Singapur Ulusal Üniversitesi'nde İletişim ve Yeni Medya Uzmanı Dr. Natalie Pang, "Her platformun kendi büyüme ve olgunluk/gerileme yörüngesi var. Bu platformlar gelende onların yerine gelen platformlar yüzünden gerilemeye başlıyor" diyor.

Dr. Pang, Facebook ve Twitter'ın, Covid-19 salgını sırasında fazla büyüdüğüne inanıyor.

Bazı sosyal medya şirketleri doğal yaşam döngülerini tamamladı mı?

Pang, "Pandemi sırasında yaşanan dijitalleşmeyle teknoloji platformları hızla büyüdü" diyor ve artık bu şirketlerin yeniden şekillenmesi gerektiğini söylüyor.

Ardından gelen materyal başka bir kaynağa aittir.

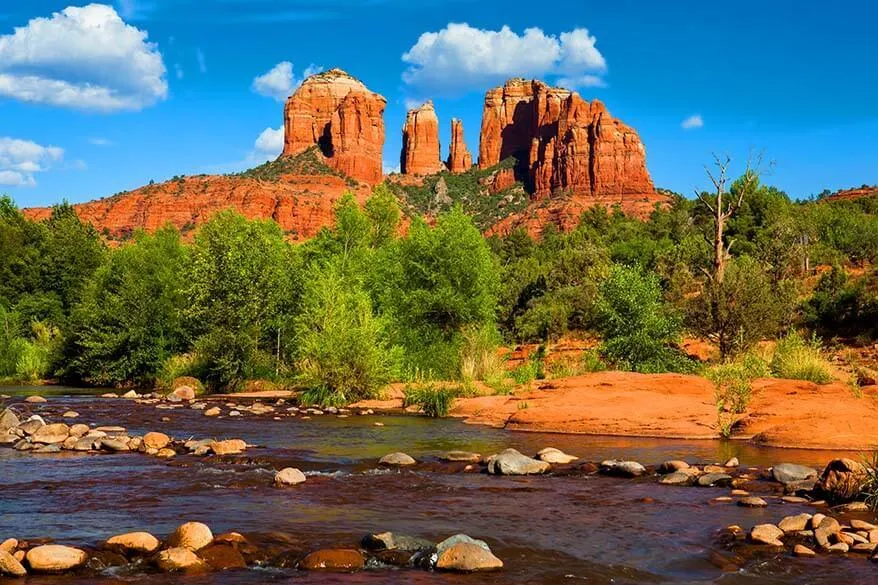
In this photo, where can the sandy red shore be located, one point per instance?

Sheffield Üniversitesi'nde Dijital Medya Uzmanı Dr. Lianrui Jia ise, "Bu platformların var oluş süresini hafife almış olabiliriz. Kullanıcılar artık bu platformlarla ilgili bazı sorunları fark etmeye ve ayrılmaya başlayabilir" diyor.

Buna rağmen Facebook ve Twitter dev kullanıcı tabanına bir süre daha güvenebilir.

Facebook'un dünyanın en popüler sosyal medya platformu olduğunu söyleyen Meta'ya göre, 2022'nin üçüncü çeyreği itibarıyla platformun aylık yaklaşık üç milyar aktif kullanıcısı bulunuyor.

Ancak Şubat ayında Meta, Facebook'un 18 yıllık tarihinde ilk kez günlük aktif kullanıcı sayısında düşüş yaşadığını açıkladı.

2019'dan bu yana toplam kullanıcı sayısı yerine yalnızca günlük kullanıcılarını kaydeden Twitter'ın ise Ekim ayında yayımlanan verilerine göre 238 milyon günlük kullanıcısı bulunuyor.

Ancak kullanıcıların artık haber ve güncel olayları takip etmekten kaçındığını ve daha çok yetişkin içeriklere ve kripto para platformlarına yöneldiğine dair endişeler de var.

İngiltere'deki Lancaster Üniversitesi'nde Ekonomi alanında Kıdemli Öğretim Görevlisi olan Renaud Foucard, hükümetler tarafından artan denetimin de şirketler arası rekabeti şiddetlendirdiğine ve bunun büyük bir engel haline geldiğine dikkat çekiyor.

Yok oluş süreci mu?

Sosyal medya platformları bazen de tamamen yok olabiliyor.

Örneğin 2000li yıllarda dünyanın birçok yerinde çok sayıda kullanıcıya ilk defa ulaşan sosyal medya devi MySpace.com, Facebook ile rekabet edemedi.

2007'de 300 milyon kullanıcısı olan MySpace'in bugün sadece 6 milyon kullanıcısı var.

Ancak bazı uzmanlar popüler platformların bu tür zorluklar yaşamasının sağlıklı olduğuna inanıyor.

Foucard, "Bu platformların en büyük sorunlarından bir tanesinin rekabet olması aslında iyi bir şey" diyor ve devam ediyor:

"Yeni şirketler, kullanıcılara daha fazla seçenek ve daha iyi deneyimler sunabilir."